Ce matin, à la veille du jour de la Mémoire, de la Vérité et de la Justice, jour anniversaire du coup d'Etat de 1976, qui instaura la plus cruelle dictature de l'histoire de l'Argentine, Página/12 publie en entrefilet de Une cette déclaration incroyable d'un des accusés du procès de Comodoro Py (voir mon article du 1er mars 2011 à ce propos), le procès du système de soustraction systématique des enfants en bas-âge à leurs parents militants politiques, arrêtés arbitrairement et mis à mort sans procès :
Jorge “El Tigre” Acosta fue interrogado ayer en el juicio sobre el plan sistemático para apropiarse de hijos de desaparecidos.
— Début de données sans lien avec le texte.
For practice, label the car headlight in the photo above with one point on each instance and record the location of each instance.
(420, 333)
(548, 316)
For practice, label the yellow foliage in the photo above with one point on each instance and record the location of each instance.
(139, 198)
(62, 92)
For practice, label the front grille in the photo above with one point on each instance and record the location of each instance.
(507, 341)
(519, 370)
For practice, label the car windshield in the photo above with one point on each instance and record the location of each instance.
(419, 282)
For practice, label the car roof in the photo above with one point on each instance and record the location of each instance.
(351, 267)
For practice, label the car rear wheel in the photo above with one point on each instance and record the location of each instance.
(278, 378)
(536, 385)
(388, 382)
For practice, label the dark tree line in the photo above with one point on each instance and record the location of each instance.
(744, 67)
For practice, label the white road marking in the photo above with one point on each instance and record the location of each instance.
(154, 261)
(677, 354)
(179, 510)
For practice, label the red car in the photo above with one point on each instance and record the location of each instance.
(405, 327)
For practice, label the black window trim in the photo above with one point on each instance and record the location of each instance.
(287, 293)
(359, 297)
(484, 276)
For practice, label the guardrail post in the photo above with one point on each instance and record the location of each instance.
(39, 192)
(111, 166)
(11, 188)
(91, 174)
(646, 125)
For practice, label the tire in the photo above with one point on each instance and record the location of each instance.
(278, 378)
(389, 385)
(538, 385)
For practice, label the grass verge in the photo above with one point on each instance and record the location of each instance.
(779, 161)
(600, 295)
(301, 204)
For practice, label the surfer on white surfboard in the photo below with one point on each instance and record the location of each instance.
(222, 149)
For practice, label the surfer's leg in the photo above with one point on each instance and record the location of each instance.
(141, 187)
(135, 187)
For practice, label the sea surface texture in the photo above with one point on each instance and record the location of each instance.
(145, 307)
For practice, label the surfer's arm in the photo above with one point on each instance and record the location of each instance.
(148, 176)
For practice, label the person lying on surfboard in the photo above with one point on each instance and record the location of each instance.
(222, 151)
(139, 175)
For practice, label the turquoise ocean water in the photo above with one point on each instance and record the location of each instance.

El represor de la ESMA dedicó un tramo de su declaración a este diario: “Yo jamás dije que no había que leer Página/12; al enemigo hay que leerlo todos los días, estudiarlo permanentemente y más si es un mentiroso”. La jueza María del Carmen Roqueta lo interrumpió: “Esta no es una tribuna política, si quiere quejarse escríbale una carta al diario”
Página/12, édition du 23 mars 2011
Jorge Acosta, dit "La bête fauve" (1), a été interrogé hier au cours du procès sur le plan systématique pour adopter illégalemetn les enfants des disparus. Le bourreau de l'ESMA (2) consacra un pan de ses déclarations à ce journal : "Je n'ai jamais dit, moi, qu'il ne fallait pas lire Página/12. L'ennemi, il faut le lire tous les jours, l'étudier en permanence et encore plus si c'est un menteur". La juge María del Carmen Roqueta l'a interrompu : "On n'est pas ici sur une tribune politique. Si vous voulez porter plainte, écrivez une lettre au journal".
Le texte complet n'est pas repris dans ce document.